The Taiwan Semiconductor Manufacturing Company (TSMC) produces 92% of the world’s high-end chips, which are ten nanometres or smaller and are critical to many industries; used in cars, smartphones, and high-tech weapons, for example.

In a recent report by RAND Corporation, a national security research institute in the US entitled ‘Supply Chain Interdependence and Geopolitical Vulnerability: The Case of Taiwan and High-End Semiconductors’, highlights the geopolitical considerations of the world’s dependence on TSMC.

The research institute conducted a tabletop experiment in which representatives from the legislative and executive branches of the US, as well as from various industries, thrashed out various scenarios and what the implications would be if China forced a situation where Taiwan is unable to continue to produce and/or distribute its semiconductors, or China attempts to block access to the market.

With so many industries reliant on Taiwan’s semiconductors, this situation would have serious implications from a supply chain and economic perspective. The RAND report noted there were only bad choices available to the policymakers and industry leaders in the US. In one scenario, the US companies could attempt to continue to do business with Taiwan while seeking alternatives. In another scenario, there could be serious supply chain disruption and economic turmoil, with the elimination of high-end semiconductor production.

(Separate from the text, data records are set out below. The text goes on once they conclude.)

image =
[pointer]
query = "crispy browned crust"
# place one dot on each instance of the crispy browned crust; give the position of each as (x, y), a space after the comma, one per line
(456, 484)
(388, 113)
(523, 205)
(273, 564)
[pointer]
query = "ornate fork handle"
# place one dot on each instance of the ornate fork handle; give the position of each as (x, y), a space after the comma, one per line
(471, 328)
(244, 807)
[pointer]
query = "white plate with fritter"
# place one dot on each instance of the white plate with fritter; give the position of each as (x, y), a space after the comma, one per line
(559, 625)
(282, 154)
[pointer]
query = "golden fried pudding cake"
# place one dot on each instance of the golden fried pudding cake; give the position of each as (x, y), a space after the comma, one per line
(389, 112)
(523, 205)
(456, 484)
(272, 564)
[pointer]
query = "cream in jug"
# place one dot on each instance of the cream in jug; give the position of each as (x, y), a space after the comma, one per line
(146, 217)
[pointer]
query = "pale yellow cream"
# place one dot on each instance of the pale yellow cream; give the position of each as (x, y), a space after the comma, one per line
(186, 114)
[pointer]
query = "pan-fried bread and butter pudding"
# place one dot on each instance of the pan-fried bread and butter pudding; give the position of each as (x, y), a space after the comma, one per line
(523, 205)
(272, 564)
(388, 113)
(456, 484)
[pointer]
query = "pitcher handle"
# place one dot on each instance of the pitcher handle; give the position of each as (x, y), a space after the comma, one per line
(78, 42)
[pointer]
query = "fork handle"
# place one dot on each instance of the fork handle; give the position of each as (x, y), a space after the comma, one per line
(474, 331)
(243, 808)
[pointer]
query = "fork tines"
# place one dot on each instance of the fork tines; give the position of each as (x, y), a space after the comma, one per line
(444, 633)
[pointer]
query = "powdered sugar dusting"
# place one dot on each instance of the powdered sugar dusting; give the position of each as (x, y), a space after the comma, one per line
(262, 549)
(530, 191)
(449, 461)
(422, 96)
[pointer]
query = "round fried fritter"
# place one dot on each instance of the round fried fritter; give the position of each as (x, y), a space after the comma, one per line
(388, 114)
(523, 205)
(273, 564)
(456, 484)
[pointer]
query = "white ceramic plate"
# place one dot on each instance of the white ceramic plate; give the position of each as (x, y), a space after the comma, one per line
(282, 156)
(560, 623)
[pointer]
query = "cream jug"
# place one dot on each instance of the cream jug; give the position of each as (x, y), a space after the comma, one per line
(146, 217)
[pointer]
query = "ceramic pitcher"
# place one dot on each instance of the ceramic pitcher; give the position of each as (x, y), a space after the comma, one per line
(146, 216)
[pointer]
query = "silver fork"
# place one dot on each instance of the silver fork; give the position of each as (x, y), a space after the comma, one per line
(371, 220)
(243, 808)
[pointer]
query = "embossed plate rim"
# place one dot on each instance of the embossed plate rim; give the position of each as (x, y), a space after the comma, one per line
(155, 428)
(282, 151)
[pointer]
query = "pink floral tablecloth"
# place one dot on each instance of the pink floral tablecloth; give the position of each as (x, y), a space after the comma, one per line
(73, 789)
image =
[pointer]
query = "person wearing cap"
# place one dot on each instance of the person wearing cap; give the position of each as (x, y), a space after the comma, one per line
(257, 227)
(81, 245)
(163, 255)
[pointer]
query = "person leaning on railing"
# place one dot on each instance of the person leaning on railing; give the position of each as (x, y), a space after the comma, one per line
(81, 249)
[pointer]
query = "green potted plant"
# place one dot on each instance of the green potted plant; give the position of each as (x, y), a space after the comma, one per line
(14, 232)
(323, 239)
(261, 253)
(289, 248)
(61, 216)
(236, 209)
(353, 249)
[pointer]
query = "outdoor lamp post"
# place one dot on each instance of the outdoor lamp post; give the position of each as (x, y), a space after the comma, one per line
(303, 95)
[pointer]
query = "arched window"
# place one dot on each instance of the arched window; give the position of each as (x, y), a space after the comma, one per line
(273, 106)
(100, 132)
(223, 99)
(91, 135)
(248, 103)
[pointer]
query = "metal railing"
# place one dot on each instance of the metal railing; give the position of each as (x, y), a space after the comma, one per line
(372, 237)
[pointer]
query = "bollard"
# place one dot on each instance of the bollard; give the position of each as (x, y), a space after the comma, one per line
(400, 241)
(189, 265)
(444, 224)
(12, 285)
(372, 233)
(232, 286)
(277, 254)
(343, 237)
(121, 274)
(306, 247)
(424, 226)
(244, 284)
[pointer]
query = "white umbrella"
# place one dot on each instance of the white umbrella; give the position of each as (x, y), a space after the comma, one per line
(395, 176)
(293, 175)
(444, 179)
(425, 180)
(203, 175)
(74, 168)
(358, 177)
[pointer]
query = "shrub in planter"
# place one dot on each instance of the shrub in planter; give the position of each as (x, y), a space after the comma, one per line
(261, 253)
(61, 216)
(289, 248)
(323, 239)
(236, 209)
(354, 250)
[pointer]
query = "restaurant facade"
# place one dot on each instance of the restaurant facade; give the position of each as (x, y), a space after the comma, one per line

Such a possibility exposes the vulnerability of so many industries which rely on TSMC. If China were to deny access to Taiwanese semiconductors, the RAND authors conclude there are three main choices available to policymakers in the United States.

The first choice is to yield to China’s will and accept its demands regarding the sovereignty and independence of Taiwan. The second choice is to build alternatives so the US is not relying solely on semiconductors produced in Taiwan. This would take many years and the economy would likely suffer while these alternatives are being built. And the third option is to engage in military conflict to protect Taiwan’s semiconductor industry – and its independence. None of these options are good, and the report concludes: “It could not be clearer that serious vulnerabilities exist in the interrelationships resulting from the concentration of the semiconductor industry in East Asia, and, in particular, Taiwan.”